La sua posizione risulta strategica, giacché a poca distanza da esso verso ovest scorre il fiume Tagliamento, navigabile in epoca romana. Non lontano dal sito passavano inoltre due strade di notevole importanza: la via Concordia-Norico – che collegava Iulia Concordia (Concordia Sagittaria) con le regioni d’Oltralpe, raccordandosi poco più a nord di Artegna con la Iulia Augusta proveniente da Aquileia -, e la via che fiancheggiava il Tagliamento, toccando Sedegliano, Flaibano, Dignano e San Daniele, ancora oggi riconoscibile in alcuni segmenti di strada campestre a ridosso del fiume.

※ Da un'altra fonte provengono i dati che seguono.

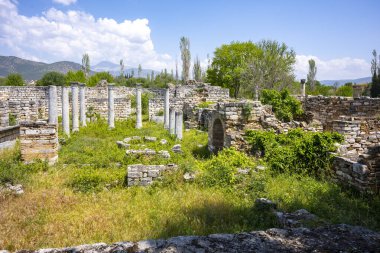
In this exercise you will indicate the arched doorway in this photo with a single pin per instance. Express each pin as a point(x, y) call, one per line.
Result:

Le indagini archeologiche hanno consentito di distinguere due fasi edilizie negli edifici: l’impianto del complesso si data agli inizi del I d.C., ma il momento di massimo sviluppo è da fissare nel III-V secolo, come indiziato da una serie di cambiamenti nell’organizzazione planimetrica. La povertà dei materiali induce a credere che i lacerti murari messi in luce e le relative pavimentazioni in cubetti di terracotta e in cocciopesto fossero pertinenti al settore destinato agli ambienti di servizio; sono invece prova della presenza di vani ad uso residenziale, purtroppo non individuati, numerose tessere di mosaico bianche e nere trovate sporadicamente.
Sulla scorta dei dati emersi, si è potuto ricostruire un periodo di abbandono del sito a partire dal V secolo: la mancanza di segni di distruzione violenta fa ritenere tale abbandono graduale, con una frequentazione sporadica documentata dalla scoperta di una tomba e dal rinvenimento di una punta di lancia di epoca longobarda. Attualmente l’area è destinata ad uso agricolo.
Nonostante l’esiguità dei resti, si deduce comunque che l’economia del complesso era basata prevalentemente sull’allevamento di ovini e suini; scorie ferrose, grumi di malta ricoperti da una pellicola di vetro suggeriscono invece la presenza di fornaci.
Il precario stato di conservazione delle strutture e degli ambienti non permette di chiarire la funzione dei singoli vani, né di ricostruire con precisione la disposizione planimetrica originale della villa.
Tra i materiali recuperati si segnalano numerose tegole con bollo, tra cui alcuni frammenti contrassegnati con il marchio di Q.OHAPVL, artigiano attivo in una fornace collocata nei pressi del Tagliamento; il corso d’acqua fu utilizzato per la commercializzazione di questi prodotti, come si deduce dalla loro distribuzione lungo la sua sponda sinistra.
Nutrita è la gamma di ceramica comune recuperata in tutte le forme più diffuse in regione tra il I e IV-V sec. d.C.
Il materiale archeologico recuperato è conservato al Museo del Territorio di San Daniele del Friuli.